Bacon’s was purple, Chancho’s blue, Sparkles’s orange, Tink’s red. Seymour’s collar is green, and sometimes I even let him wear it, but most days I mix up which one he gets. I think I do it because I like the idea of taking them with us on our walks somehow, of bringing them back out into a world I liked a whole lot better with them in it.
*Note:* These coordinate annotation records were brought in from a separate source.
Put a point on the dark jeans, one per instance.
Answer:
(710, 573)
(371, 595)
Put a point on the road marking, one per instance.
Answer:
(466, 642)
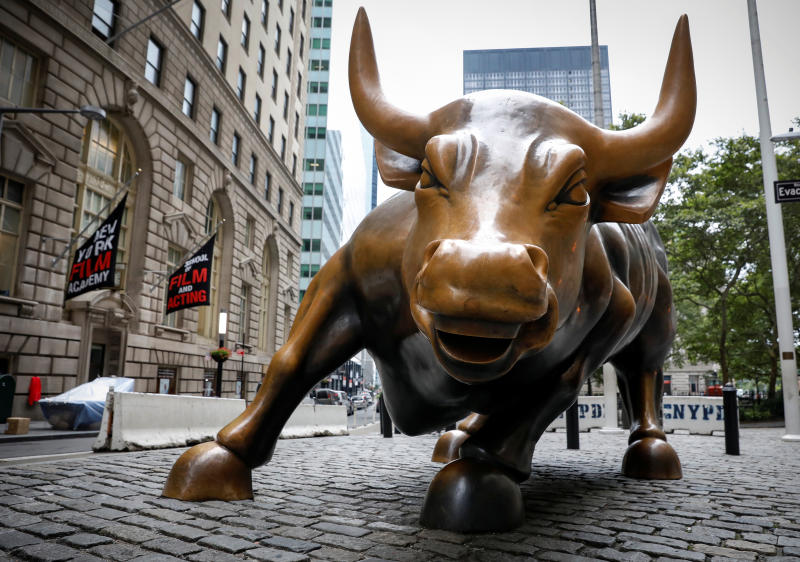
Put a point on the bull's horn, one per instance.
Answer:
(397, 129)
(659, 137)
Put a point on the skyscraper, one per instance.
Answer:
(562, 74)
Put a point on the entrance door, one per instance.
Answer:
(97, 359)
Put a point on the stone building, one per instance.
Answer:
(205, 100)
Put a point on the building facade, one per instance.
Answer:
(204, 106)
(562, 74)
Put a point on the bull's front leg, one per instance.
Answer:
(326, 332)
At the bottom of the stairs the Doctor puts his hand on my shoulder, tells me he’s worried about me. “If I got you some samples,” he says, “would you take them?”
“Probably not,” I say. Because—while often excruciating—I’ve been trying to listen to my feelings instead of bury them. I’m tired of burying things. I do appreciate his offer, though. He’s a good friend to me.
We hug it out and say our goodbyes, and after he exits the downstairs door I give Seymour’s leash a tiny tug, to coax him out onto the sidewalk, but the little guy refuses. Because of course he refuses. Instead he sits down and growls at me or the wall or the night or some other grievance. I almost get mad, but I let him have this one, and instead of dragging him out by a rope around his neck, I sit on a stair and shush him. Tell him it’s fine. Tell him he’s a good boy. Tell him I love him. I just try to comfort him, because if my father’s taught me anything it’s that grievances can keep you going for years.